Ekonomi Teknologi Lifestyle Lesehan Pendidikan Sport Pemerintahan Politik Parliament Hukum Sejarah Internasional

Kubu Anies-Muhaimin Beberkan Bukti Ketidaknetralan Jokowi dalam Pemilu 2024

Marsa Andiny Putri • Rabu, 27 Maret 2024 | 21:14 WIB
Suasana Pengamanan di Gedung Mahkamah Konstitusi yang diperketat jelang sidang perdana perselisihan hasil pemilhan umum (PHPU) Pilpres 2024, Selasa
Suasana Pengamanan di Gedung Mahkamah Konstitusi yang diperketat jelang sidang perdana perselisihan hasil pemilhan umum (PHPU) Pilpres 2024, Selasa

RADAR MALIOBORO - Presiden Joko Widodo (Jokowi) dituding ikut serta dalam kecurangan pemilu 2024 yang mengakibatkan Partai Demokrat tidak memihak dan merusak prinsip pemilu yang adil dan jujur. Tim kuasa hukum pasangan calon presiden dan wakil presiden (capres-cawapres) nomor urut 1 Anies Baswedan-Muhaimin Iskandar dan Yusuf Amir membeberkan keterlibatan Presiden Jokowi dalam persidangan tim hukum pasangan calon presiden dan wakil presiden (capres- cawapres) tentang perselisihan hasil pemilihan umum (PHPU) atau konflik Pilpres 2024.

Amir menjelaskan, dugaan penipuan bermula dari putusan Mahkamah Konstitusi (MK) tentang batasan usia calon presiden dan wakil presiden. Keputusan itu diambil dalam beberapa hari terakhir, saat calon presiden dan wakil presiden didaftarkan di KPU RI.
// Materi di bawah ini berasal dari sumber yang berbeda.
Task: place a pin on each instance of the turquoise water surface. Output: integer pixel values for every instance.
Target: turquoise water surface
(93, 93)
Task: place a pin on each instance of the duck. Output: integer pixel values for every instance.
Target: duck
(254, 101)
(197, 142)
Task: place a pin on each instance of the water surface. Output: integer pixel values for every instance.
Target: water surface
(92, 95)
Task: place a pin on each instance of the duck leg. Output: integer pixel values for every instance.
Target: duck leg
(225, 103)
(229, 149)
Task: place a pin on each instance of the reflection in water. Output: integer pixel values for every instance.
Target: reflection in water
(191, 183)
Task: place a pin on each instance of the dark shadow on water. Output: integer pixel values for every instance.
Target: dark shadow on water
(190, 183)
"Yang menjadi perhatian serius dari materi yang pertama, adanya putusan Mahkamah Konstitusi mengenai perubahan syarat usia capres-cawapres yang diubah di menit terakhir pendaftaran. Sehingga anak presiden yang belum berumur 40 tahun dapat ikut pencalonan," kata Amir dalam sidang pendahuluan sengketa Pilpres 2024 di gedung MK, Jakarta, Rabu (27/3).

Menurut Amir, majunya salah satu anak Presiden Jokowi yakni Gibran Rakabuming Raka dalam perhelatan Pilpres 2024, dinilai untuk melanggengkan kekuasaan. Sebab, sempat muncul isu pemerintahan Jokowi akan langgeng selama tiga periode.

"Joko Widodo ingin melanggengkan kekuasaan, pertama wacana tiga periode namun digagalkan oleh banyak pihak. Selanjutnya, Joko Widodo melancarkan tahap kedua berupa wacana perpanjangan masa jabatan, ini pun gagal," ungkap Amir.

"Yang selanjutnya, melancarkan tahapan dengan menunjuk calon pengganti. Tahap ini sudah dan sedang dijalankan Pilpres 2024," sambungnya.

Jadi sejak awal fase pemilu 2024, Jokowi dinilai tidak netral dalam menjalankan tugasnya. Hal itu terjadi saat Jokowi dilantik menjadi Ketua Komisioner KPU, Panitia Pemilihan dan Pengawasan Pemilu (Bawaslu) Republik Indonesia.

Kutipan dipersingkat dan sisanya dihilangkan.